D-Mart’s Radhakishan Damani buys Malabar Hill property for Rs 1,001 crore
The ground plus two storey-bungalow Madhukunj on leafy Narayan Dabholkar Marg is spread over 1.5-acre land parcel and has total built up area of around 60,000 sq ft. The market price based on the ready reckoner rate is around Rs 724 crore.
The deal was registered earlier this week and Damani’s family office has paid Rs 30 crore as stamp duty for the same, showed the document accessed by ET.
It could not be ascertained if the property will be redeveloped or the existing structure itself will be used by the family as its residence.
ET’s email query to Damani remained unanswered until the time of going to press.
This is the third large property transaction executed by Damani in the last two months.

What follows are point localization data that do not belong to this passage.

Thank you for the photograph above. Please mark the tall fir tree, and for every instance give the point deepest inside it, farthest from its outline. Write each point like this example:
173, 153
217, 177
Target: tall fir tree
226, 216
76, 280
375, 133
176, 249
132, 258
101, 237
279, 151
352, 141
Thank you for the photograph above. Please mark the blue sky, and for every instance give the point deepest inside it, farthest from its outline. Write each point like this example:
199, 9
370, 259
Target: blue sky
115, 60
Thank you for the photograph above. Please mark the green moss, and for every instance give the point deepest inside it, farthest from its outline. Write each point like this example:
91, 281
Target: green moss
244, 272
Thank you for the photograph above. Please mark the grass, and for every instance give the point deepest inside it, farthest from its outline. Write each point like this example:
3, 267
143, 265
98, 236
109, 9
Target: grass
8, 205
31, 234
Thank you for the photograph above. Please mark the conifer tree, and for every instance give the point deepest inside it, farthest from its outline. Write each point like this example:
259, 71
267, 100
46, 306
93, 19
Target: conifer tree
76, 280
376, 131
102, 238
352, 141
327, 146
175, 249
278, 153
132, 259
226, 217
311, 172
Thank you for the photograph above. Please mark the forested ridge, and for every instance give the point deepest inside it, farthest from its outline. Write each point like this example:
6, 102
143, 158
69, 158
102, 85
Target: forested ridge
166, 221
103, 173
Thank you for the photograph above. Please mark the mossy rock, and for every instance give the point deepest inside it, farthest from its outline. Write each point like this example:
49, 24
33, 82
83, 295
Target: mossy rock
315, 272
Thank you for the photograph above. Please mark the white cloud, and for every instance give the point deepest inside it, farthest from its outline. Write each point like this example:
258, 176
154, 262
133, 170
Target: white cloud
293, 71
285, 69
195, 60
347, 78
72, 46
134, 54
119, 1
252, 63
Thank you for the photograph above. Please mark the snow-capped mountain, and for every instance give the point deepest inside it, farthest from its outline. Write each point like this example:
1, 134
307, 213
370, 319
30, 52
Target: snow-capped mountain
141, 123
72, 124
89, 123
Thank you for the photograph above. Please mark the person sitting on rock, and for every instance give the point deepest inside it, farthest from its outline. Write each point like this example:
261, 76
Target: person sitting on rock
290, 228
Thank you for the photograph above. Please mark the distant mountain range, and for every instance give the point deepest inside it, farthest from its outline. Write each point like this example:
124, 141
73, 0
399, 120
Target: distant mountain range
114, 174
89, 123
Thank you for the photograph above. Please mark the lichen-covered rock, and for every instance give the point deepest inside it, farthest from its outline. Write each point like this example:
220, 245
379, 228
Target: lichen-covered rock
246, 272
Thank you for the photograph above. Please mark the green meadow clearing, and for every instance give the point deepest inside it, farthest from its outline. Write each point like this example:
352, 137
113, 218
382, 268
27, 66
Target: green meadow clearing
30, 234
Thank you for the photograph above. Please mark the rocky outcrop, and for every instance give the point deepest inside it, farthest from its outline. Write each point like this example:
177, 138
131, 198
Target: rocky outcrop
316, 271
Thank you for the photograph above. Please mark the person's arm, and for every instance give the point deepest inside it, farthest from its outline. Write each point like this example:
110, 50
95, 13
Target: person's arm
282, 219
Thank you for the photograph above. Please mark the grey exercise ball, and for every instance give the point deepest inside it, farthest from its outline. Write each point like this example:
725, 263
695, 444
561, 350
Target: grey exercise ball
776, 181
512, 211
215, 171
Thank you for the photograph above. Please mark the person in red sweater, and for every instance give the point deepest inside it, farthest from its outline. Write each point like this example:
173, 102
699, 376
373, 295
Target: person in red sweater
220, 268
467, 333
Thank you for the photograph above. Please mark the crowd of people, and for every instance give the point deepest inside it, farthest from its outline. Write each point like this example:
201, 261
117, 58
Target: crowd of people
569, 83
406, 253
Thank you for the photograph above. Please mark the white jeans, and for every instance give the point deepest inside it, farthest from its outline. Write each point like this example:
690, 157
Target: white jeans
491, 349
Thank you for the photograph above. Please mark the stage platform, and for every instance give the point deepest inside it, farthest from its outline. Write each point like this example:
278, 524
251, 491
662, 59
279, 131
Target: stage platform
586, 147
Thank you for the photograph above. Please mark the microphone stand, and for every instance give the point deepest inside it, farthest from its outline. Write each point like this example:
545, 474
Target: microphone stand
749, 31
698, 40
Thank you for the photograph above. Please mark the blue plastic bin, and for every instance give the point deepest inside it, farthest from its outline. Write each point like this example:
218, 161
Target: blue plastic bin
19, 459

On Thursday, ET broke the story that Damani’s family office has purchased an 8-acre land parcel in Thane from Mondelez India, formerly Cadbury India, for nearly Rs 250 crore.
ET had also reported on March 19 that Damani’s retail chain DMart has bought two floors spread over 39,000 sq ft in realty developer Wadhwa Group’s under-construction project, The Epicenter, in the Chembur suburbs of Mumbai for more than Rs 113 crore.
Over the past few years, several bungalows in south Mumbai’s toniest localities of Carmichael Road, Altamount Road, Nepean Sea Road and Malabar Hill have made way for luxury skyscrapers. Several industrialists and India’s uber rich have also been buying bungalows for their personal use in the billionaires’ district.
In 2015, industrialist Kumar Mangalam Birla emerged as the highest bidder for the sea-facing, 30,000-sq-ft Jatia House in Malabar Hill. The Aditya Birla Group chairman paid Rs 425 crore for the property, making it the most expensive bungalow deal ever in India then, surpassing the Rs 400 crore, Maheshwari House transaction of 2012.
Soon after, Cyrus Poonawalla, chairman of the Poonawalla Group, emerged as the highest bidder for the US Consulate’s Lincoln House at Breach Candy for Rs 750 crore, making it the costliest transaction for a house. In 2014, the Godrej family acquired Mehrangir, the Malabar Hill house of Homi Bhabha, father of India’s nuclear programme, for Rs 372 crore.